Bailey Quinn, Staff Writer

*Important Disclaimer: This piece serves as an introduction to the concept of respecting pronouns to those mildly or not at all familiar with this concept, especially when it comes to terms outside of the gender binary. It will not cover every single aspect of existing as a queer person at Villanova University or in the world. This writer identifies as queer, has navigated some of these experiences and acknowledges the white privilege associated with being white and queer in the sphere of education and beyond. Furthermore, this piece uses “they/them” to refer to nonbinary people. This writer understands not all nonbinary people want to be referred to as “they/them.” These terms were used in an in order to encompass all nonbinary identities in holistic statements.*

The start of classes, also known as Sylly Week, has brought on an onslaught of ice-breakers, get-to-know-you presentations and introductory name tags on every table. Among the many questions asked of all students, apart from their names and their hometowns, the question of students’ pronouns has become increasingly popular in classrooms all across the country.

Pronouns, as anyone who has been taught grammar will tell you, are classified as terms used to refer to a person, usually when they are not present. The particular term employed to refer to a person is often determined by one’s preference and gender identity. More and more people are choosing to request pronouns existing outside of the traditional gender binary. Historically, “female” and “male” have been the only two identities accepted and widely acknowledged, particularly in Western culture. As for some other cultures throughout the world, multiple gender identities exist outside of the binary with high respect and regard within their communities. While the concept of the gender binary being a flexible and widely varied construct has existed for a long time, the dissection of its construction in Western culture has only become a more widely discussed and respected topic in recent years. 

There has been an increase in the amount of research and discourse in the current literature about what gender identity means today and how it exists within a society that is unlearning the enforcement of strict gender roles, or traits and judgements developed based on how feminine or masculine one may be perceived by the public. This increase of knowledge has also caused a shift in attitude towards people identifying outside of the binary, including within the Villanova community. 

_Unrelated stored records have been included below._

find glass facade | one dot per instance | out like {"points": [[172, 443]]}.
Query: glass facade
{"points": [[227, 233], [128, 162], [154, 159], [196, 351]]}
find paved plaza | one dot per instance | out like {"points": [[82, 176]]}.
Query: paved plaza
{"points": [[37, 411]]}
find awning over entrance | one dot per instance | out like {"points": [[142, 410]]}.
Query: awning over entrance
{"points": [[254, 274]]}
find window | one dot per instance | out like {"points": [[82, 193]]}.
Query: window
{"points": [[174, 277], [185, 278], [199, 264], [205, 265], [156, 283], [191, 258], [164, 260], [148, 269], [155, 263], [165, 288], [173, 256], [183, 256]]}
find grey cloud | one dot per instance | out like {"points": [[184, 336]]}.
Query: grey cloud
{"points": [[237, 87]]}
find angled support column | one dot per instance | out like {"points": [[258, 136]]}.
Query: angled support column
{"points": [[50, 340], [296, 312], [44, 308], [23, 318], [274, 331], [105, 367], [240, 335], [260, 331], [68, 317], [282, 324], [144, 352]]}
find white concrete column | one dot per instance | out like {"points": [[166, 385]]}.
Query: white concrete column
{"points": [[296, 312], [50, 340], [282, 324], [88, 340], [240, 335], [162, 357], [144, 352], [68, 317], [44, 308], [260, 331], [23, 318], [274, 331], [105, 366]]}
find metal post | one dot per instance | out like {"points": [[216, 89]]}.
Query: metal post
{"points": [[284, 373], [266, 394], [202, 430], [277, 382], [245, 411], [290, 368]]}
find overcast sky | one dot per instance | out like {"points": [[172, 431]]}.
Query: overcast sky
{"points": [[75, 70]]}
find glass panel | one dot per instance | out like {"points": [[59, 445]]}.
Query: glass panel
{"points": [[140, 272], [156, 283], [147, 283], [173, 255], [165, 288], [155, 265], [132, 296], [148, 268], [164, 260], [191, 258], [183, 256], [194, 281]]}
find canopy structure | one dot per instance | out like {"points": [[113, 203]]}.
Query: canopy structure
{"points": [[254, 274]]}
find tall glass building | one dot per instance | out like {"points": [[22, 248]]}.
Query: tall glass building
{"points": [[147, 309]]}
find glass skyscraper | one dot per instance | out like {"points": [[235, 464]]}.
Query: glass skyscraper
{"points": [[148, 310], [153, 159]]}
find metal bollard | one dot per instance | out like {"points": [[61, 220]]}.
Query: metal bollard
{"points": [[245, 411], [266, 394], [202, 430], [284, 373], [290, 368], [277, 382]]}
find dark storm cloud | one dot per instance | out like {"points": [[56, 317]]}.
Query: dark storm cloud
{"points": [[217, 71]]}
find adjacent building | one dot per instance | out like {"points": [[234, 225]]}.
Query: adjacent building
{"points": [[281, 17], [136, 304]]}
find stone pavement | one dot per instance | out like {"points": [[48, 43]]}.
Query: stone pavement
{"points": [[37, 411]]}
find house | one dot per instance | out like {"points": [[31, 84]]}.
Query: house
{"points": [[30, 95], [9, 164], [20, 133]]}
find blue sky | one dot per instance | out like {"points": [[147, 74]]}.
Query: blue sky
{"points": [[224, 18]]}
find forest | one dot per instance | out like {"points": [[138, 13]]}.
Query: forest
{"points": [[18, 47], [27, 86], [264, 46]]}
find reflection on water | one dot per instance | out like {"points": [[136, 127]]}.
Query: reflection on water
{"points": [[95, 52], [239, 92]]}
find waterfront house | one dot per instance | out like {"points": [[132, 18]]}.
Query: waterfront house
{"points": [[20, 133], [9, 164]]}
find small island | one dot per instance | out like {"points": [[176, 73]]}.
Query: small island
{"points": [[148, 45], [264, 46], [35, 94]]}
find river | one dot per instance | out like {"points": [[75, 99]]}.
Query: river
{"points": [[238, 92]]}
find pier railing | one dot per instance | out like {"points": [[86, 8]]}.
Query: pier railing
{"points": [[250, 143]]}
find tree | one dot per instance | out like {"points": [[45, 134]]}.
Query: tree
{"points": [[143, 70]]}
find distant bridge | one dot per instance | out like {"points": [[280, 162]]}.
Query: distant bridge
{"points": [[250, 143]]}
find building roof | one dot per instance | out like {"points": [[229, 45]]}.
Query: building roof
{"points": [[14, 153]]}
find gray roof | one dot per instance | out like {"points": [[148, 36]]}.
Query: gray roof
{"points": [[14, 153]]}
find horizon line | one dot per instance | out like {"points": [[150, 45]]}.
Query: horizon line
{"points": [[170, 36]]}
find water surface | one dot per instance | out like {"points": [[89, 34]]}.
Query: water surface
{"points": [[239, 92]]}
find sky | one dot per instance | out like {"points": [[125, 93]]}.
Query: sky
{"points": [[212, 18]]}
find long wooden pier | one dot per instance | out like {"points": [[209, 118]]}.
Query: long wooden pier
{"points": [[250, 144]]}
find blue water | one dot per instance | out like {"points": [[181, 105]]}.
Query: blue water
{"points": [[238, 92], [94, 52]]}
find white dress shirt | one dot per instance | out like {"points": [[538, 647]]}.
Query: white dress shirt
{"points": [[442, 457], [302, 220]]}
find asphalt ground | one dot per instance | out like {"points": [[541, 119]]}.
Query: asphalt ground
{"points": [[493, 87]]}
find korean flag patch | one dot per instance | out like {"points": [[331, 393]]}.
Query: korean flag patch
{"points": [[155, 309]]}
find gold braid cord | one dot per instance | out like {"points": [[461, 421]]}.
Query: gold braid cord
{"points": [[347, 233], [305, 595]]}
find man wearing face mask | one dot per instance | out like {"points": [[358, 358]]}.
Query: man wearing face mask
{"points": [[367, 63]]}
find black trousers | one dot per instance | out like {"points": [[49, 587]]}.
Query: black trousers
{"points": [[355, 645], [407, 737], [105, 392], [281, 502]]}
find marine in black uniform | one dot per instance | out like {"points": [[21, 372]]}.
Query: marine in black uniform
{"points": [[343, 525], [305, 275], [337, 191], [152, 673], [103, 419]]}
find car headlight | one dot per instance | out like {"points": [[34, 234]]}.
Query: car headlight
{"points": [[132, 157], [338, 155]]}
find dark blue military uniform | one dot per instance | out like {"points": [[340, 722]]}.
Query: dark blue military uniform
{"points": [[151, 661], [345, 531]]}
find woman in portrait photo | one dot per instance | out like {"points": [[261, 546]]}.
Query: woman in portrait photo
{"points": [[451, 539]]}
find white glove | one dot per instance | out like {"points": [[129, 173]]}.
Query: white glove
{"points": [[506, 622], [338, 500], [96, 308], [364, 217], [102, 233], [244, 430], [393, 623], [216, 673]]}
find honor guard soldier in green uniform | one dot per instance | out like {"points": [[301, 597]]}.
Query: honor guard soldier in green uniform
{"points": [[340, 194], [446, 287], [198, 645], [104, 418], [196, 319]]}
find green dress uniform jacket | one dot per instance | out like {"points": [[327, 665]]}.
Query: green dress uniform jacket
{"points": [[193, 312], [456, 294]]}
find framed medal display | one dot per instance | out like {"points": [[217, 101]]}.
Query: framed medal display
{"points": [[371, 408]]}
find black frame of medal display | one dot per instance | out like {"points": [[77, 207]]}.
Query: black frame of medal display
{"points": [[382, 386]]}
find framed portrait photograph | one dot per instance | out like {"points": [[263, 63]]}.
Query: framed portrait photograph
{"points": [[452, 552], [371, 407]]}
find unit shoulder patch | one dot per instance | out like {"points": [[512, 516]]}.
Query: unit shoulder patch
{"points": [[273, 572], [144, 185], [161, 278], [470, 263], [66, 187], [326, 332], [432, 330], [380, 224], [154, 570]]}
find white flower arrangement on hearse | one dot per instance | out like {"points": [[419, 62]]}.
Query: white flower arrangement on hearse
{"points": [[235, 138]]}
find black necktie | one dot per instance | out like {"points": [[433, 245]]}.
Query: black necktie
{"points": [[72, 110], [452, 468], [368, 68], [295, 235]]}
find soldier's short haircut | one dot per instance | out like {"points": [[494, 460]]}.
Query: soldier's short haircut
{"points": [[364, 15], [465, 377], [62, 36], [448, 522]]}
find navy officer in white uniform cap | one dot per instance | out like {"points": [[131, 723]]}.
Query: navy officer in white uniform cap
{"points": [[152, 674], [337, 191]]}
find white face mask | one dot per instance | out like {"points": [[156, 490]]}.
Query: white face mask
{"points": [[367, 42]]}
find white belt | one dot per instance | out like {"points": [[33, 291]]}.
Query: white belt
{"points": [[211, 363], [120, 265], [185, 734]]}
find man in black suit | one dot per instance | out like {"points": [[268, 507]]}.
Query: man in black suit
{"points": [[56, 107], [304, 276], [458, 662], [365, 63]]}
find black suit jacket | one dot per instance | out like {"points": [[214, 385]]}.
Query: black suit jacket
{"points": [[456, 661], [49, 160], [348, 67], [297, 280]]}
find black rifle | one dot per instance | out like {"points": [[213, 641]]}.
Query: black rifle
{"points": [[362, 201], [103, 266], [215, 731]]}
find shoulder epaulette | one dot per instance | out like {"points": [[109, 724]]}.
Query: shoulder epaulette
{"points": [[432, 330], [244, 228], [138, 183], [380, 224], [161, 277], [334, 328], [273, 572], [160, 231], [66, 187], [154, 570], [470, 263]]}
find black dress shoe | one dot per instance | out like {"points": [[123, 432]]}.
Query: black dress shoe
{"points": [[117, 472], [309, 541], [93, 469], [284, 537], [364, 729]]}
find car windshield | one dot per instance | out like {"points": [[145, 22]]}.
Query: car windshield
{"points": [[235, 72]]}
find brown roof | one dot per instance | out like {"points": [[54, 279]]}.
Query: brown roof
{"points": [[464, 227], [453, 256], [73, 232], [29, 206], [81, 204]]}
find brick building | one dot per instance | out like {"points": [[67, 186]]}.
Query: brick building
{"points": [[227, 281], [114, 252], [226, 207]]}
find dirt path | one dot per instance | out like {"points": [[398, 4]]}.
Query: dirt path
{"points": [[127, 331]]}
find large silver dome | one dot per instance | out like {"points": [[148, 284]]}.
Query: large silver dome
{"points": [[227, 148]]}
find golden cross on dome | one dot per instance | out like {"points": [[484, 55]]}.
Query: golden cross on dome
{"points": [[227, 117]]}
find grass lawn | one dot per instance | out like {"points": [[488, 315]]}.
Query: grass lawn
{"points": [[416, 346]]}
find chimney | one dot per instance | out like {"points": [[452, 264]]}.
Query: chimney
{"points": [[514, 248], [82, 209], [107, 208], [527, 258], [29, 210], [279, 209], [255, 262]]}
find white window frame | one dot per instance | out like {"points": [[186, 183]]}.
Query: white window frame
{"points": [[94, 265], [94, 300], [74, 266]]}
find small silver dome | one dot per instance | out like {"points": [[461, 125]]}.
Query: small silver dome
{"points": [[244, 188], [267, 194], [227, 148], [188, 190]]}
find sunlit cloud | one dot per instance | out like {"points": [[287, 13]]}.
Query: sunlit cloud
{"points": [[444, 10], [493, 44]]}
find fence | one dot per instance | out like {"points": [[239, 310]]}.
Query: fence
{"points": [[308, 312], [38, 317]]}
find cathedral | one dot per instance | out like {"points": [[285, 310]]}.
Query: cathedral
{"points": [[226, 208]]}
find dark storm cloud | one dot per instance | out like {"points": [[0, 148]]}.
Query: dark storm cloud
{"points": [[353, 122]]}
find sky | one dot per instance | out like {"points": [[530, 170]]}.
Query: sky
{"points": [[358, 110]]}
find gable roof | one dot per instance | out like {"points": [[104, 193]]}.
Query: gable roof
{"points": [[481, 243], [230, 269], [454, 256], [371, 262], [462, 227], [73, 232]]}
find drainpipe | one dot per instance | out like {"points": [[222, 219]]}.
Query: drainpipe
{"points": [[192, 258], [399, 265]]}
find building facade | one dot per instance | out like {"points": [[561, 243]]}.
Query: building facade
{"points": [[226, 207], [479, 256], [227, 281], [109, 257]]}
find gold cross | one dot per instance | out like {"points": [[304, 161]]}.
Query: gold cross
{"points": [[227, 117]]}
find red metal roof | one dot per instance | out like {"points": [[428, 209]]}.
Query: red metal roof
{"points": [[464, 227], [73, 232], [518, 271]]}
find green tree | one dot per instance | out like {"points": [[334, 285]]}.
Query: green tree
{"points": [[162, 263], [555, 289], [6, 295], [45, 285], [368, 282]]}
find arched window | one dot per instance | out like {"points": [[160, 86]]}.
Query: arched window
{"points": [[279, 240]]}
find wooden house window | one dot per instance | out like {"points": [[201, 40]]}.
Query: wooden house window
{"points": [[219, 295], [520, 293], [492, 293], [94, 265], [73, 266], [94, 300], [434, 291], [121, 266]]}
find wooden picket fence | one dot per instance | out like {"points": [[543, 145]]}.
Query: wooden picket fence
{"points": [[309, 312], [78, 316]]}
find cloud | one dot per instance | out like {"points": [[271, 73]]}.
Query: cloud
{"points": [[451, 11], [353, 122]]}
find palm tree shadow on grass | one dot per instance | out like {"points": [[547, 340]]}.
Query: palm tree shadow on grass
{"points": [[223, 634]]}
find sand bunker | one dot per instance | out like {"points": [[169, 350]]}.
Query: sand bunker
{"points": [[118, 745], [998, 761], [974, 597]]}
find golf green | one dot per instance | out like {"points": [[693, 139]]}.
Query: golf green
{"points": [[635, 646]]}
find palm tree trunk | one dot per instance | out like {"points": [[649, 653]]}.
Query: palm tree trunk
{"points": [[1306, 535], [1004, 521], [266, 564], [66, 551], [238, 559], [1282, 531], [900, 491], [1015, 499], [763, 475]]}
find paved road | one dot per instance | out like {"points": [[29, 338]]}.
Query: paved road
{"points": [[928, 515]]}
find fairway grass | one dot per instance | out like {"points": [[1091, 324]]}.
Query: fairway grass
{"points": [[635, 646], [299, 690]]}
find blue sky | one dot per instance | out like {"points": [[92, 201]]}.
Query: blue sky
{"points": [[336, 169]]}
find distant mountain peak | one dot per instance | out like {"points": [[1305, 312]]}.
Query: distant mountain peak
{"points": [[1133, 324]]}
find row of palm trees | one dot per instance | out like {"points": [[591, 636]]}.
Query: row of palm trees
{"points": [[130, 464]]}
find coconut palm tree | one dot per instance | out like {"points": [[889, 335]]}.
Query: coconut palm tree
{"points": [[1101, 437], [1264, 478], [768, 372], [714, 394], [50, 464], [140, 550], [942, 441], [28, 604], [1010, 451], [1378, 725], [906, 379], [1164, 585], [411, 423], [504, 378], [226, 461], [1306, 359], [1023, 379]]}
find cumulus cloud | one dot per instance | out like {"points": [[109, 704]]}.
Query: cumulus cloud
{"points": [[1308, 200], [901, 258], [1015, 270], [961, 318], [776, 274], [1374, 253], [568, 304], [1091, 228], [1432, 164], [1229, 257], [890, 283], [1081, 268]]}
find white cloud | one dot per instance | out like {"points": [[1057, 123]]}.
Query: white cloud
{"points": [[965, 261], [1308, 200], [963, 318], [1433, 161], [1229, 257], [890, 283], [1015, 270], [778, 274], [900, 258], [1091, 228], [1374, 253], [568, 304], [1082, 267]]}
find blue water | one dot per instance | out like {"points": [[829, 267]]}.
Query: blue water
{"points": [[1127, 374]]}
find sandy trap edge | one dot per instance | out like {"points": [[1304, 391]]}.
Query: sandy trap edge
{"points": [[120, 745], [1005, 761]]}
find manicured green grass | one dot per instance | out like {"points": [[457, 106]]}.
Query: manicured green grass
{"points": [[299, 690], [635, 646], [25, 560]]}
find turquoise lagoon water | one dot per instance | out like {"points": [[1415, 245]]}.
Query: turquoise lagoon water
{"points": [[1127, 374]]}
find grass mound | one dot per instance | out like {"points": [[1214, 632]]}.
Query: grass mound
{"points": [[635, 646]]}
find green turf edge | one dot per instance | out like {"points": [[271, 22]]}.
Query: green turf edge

When asked what they thought about the emphasis on knowing pronouns in the classroom, an anonymous sophomore English and Psychology double major provided insight.

“It isn’t right to assume what someone’s gender identity is simply based off of what they look or sound like, so asking for pronouns gives the clarification and makes the environment more safe and accepting for everyone,” the student said.

Another anonymous sophomore Finance major shared thoughts about the subject.

“It’s important to correctly refer to people when talking to them or about them,” the student said. 

Ultimately, it is agreed that the point of acknowledging one’s preferences is a matter of basic respect and makes learning spaces safer for students to express and participate as their truest selves. When students are welcomed as they wish to be, they are more inclined to be open in class discussions and raise their hand more often. The comfort and acceptance gives students room to grow in and out of the classroom.

While we have been making strides in pronoun preferences on campus, there are still more steps to take. 

An anonymous sophomore Biology major noted she was only asked her pronouns in some of her classes. 

Navigating through the concept of gender identity can feel foreign and confusing for those more comfortable with the construct of the binary. However, it is important to remember that the practice of asking pronouns makes every classroom more cohesive to inclusivity.

To foster that sort of environment, remember to ask for student pronouns and use the proper terms. If someone expresses the desire to be called by more than one (Examples include: “I use she/they pronouns” / “I use any pronouns” / I go by they/he”), make sure to use any and all pronouns interchangeably. If a student or peer expresses an interest in using new pronouns in class, congratulate them on exploring and investigating who they are, but do not pry into their process or progress. If someone says they prefer a certain pronoun, use it properly. These questions go a long way as we try to answer the questions we all ask ourselves every day as Villanovans and as the scholars of the Augustinians: “Who am I?” And celebrating each other’s progress on our paths to answering that question is always a cause for celebration.